L’ACPR a 15 ans

par | 27 Nov 2025 | Eclairage

Créée en 2010 pour instaurer le système de supervision financière français, l’ACPR a fusionné les autorités de contrôle existantes1. Dans le contexte post crise de 2008, les institutions européennes avaient fortement recommandé d’adopter une supervision intégrée sinon unique pour une plus grande efficacité.

Quinze ans plus tard, l’ACPR met en avant un bilan positif. De fait, cette institution, dans sa mission de supervision, a permis de préserver la stabilité du secteur financier. Cela se traduit par un bon niveau de solvabilité des organismes d’assurances2 et une amélioration de la rentabilité des banques. Jean-Paul Faugère, vice-président de l’Autorité, s’en félicite en précisant d’ailleurs3 que « le dernier rapport sur les chiffres qui caractérisent nos institutions financières a pu conclure à la résilience de notre système financier ». Ce qui est indéniable.

Dans son rôle prudentiel, elle a accompagné la succession de textes réglementaires qui ont littéralement déferlé sur le secteur complexifiant l’exercice de ses activités. Elle n’a pas manqué de sens de la mesure dans un certain nombre d’entre eux, mais elle est restée parfois évasive dans d’autres. En effet, pour certaines questions relatives aux pratiques commerciales, la prudence peut être l’ennemie de la rigueur. Or, la protection de la clientèle est la mère de ses missions. Dans ce domaine de préoccupation, le bilan est plus mitigé. Peut-être parce que le sujet « plus grand public » est, par nature, plus sensible et requiert un doigté plus fin.

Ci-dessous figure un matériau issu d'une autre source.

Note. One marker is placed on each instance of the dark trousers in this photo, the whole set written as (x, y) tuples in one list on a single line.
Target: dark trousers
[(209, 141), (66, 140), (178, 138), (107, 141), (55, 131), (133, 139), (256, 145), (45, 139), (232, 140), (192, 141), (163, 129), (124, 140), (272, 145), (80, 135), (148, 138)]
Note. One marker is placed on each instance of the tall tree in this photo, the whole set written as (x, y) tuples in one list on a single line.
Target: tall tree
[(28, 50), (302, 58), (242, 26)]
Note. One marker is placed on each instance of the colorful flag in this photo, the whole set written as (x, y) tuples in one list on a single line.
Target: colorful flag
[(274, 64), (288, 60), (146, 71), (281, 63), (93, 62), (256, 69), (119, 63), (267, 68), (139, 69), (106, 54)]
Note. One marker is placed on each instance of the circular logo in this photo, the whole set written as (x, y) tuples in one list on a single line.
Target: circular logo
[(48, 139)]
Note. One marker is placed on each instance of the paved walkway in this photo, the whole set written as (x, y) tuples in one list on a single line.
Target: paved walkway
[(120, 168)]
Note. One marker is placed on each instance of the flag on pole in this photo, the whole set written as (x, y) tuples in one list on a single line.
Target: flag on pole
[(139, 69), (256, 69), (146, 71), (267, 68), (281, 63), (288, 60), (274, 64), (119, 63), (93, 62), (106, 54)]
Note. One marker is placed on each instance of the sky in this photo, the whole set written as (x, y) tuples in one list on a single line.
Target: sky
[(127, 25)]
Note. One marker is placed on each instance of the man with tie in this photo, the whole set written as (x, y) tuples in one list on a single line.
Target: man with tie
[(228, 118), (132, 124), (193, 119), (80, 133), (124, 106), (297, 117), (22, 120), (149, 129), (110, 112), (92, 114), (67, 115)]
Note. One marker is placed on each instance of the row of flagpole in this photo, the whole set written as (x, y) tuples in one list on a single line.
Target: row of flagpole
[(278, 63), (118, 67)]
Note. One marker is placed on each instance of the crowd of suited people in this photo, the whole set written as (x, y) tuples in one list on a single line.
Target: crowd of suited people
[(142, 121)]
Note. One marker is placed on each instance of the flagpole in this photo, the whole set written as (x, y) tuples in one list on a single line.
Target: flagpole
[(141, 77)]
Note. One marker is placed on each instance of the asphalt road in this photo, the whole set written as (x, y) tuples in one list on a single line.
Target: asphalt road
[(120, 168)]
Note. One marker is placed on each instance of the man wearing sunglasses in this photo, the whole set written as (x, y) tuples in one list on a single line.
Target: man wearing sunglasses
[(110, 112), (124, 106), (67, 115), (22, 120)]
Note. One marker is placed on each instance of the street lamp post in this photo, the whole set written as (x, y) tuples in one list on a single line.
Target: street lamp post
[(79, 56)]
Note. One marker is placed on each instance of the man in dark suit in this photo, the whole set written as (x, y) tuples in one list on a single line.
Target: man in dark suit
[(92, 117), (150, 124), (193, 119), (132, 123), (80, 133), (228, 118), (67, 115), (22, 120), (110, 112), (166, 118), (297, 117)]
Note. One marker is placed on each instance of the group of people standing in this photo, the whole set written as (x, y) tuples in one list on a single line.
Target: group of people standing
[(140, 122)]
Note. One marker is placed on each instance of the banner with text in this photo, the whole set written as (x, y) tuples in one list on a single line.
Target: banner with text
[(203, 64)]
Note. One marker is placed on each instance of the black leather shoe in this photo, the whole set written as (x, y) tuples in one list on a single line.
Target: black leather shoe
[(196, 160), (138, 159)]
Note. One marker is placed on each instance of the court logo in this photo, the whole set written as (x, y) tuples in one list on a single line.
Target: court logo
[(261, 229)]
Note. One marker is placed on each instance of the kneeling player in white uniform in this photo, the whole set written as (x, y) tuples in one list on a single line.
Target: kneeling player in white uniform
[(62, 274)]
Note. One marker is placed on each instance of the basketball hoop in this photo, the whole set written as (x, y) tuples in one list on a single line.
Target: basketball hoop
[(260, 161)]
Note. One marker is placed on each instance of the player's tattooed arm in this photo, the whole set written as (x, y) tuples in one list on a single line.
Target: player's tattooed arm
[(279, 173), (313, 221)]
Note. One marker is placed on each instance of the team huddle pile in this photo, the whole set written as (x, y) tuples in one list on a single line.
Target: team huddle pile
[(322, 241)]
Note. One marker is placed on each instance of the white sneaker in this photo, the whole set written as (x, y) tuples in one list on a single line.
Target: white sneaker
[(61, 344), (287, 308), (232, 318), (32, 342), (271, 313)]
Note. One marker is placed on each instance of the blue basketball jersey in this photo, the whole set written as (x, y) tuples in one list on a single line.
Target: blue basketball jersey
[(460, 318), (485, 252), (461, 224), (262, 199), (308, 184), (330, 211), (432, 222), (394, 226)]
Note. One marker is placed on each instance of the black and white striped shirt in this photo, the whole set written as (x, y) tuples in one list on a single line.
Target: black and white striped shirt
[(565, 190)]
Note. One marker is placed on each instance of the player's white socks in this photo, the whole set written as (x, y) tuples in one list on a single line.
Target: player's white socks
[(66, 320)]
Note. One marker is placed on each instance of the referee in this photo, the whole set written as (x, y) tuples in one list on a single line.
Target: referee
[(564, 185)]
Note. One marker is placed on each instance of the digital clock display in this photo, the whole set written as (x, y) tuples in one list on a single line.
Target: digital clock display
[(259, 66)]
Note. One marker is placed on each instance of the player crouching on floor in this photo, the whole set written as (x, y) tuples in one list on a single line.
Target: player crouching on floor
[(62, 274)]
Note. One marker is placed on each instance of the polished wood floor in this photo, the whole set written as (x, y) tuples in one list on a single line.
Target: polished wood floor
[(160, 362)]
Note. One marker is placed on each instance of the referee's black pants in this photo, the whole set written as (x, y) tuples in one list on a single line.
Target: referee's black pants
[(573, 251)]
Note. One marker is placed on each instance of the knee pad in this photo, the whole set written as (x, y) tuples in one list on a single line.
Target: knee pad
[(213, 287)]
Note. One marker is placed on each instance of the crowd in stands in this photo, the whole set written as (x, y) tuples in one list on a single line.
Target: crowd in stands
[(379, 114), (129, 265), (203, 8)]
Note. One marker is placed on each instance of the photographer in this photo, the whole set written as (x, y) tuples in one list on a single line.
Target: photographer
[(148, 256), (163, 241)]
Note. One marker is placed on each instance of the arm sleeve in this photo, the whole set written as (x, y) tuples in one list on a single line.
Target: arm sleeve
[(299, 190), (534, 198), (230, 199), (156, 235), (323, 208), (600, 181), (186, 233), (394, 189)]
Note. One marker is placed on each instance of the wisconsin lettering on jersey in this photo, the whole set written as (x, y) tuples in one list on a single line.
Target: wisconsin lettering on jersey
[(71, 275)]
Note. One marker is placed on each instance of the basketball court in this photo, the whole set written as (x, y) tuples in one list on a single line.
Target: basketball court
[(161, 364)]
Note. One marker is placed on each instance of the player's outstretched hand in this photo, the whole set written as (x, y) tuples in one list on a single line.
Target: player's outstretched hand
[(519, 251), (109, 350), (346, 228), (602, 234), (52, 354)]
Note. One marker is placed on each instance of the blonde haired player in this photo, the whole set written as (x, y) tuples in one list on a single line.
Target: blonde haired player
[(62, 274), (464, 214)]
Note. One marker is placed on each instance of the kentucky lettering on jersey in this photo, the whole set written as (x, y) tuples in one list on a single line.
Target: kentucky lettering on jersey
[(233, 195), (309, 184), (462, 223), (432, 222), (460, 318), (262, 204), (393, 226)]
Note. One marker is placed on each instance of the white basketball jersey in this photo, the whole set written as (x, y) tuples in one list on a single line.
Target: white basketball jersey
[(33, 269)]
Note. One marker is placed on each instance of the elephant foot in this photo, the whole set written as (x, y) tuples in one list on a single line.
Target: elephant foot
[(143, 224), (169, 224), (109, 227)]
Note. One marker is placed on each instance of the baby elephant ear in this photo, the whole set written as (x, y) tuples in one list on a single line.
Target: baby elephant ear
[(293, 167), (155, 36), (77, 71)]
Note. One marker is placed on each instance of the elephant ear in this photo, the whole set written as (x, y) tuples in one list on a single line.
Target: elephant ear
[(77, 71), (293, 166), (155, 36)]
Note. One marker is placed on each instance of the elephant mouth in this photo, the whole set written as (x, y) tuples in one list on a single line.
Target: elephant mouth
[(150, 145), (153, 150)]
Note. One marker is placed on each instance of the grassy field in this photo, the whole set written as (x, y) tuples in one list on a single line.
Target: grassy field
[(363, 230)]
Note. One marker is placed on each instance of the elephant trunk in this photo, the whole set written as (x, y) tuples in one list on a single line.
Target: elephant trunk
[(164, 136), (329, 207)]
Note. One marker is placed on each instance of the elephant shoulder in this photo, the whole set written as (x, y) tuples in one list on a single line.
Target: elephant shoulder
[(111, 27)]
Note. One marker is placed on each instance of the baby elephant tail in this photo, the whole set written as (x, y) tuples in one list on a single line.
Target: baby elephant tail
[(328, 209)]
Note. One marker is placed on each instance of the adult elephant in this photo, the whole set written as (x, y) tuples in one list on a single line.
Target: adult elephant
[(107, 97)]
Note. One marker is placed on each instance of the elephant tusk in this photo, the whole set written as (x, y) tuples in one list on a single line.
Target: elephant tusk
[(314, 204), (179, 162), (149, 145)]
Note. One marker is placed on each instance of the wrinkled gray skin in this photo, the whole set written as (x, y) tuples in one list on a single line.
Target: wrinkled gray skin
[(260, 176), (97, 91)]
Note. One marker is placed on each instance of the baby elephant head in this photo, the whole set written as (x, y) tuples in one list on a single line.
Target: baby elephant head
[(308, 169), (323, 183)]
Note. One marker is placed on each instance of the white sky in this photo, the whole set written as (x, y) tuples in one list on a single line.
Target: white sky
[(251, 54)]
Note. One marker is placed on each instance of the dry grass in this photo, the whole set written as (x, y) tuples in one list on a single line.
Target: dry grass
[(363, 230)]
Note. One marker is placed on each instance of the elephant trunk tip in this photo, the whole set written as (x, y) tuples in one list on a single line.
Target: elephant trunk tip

Il n’en demeure pas moins que dans ce domaine des pratiques commerciales, la doctrine du régulateur est moins affirmée. C’est notamment le cas en matière d’information et de transparence des statuts professionnels comme des rémunérations. Le conseil, dont la réglementation a fait une obligation centrale, est dans certains dispositifs, en particulier de vente à distance, simplement bâclé pour ne pas dire inexistant. La norme protectrice des assurés est bien loin d’être respectée. Ce qui laisse rêveur devant la volonté de l’ACPR de pousser les feux pour promouvoir le concept de value for money alors que l’essence même de l’obligation de conseil n’est pas respectée.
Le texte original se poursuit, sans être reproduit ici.